Elle a un petit sourire un peu amer, puis c’est son tour de m’embrasser, sur la joue. Ensuite, nous quittons le banc, partant à la recherche d’un endroit où passer la nuit puisqu’il n’est pas question que nous dressions la tente en pleine ville. Après un moment, nous nous installons finalement au fond d’un tout petit parc, et c’est dans les bras l’une de l’autre que nous nous endormons, blotties derrière quelques arbres qui nous protègent de la bise glaciale qui souffle sur la ville.

Dès le lendemain, en milieu de matinée, nous trouvons une petite antenne du « Collectif 69 », une association qui, entre autres choses, aide les sans papiers de la région. Nous sommes reçues très aimablement par une dame entre deux âges, mais, toujours gênées par notre manque de pratique de la langue française, nous sommes dans l’impossibilité d’expliquer clairement notre situation.
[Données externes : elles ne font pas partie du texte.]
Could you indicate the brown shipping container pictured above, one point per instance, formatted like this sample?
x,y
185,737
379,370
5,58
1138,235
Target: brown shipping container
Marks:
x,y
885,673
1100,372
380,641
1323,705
Heureusement, la femme, compréhensive et peut-être habituée à ce genre de situation ne nous laisse pas nous en aller et nous fait gentiment asseoir dans son bureau pendant qu’elle passe quelques coups de fil cherchant apparemment à joindre quelqu’un avec qui nous puissions communiquer. Nous attendons patiemment, contentes d’être au chaud et de boire un café jusqu’à ce qu’elle pousse un petit cri en dressant son pouce dans notre direction. Nous comprenons qu’elle nous a déniché un interlocuteur et nous redressons inconsciemment sur nos sièges, comme si nous voulions absolument faire bonne impression alors que personne n’est encore là. Il nous faut attendre encore une bonne demi-heure pour que nous voyons arriver un homme sans doute quinquagénaire, aux cheveux poivre et sel et à l’expression soucieuse qui se présente comme étant un compatriote vivant à Lyon depuis une petite trentaine d’années et répondant au prénom de Vasile.

Rapidement, nous expliquons notre situation, insistant sur le fait que nos préoccupations les plus urgentes sont bien entendu, de trouver un toit et un moyen de gagner notre subsistance, d’apprendre la langue de ce pays où nous espérons nous installer, mais aussi et surtout de nous procurer des papiers, ce qui nous permettrait de rester ici sans craindre l’expulsion à tout moment.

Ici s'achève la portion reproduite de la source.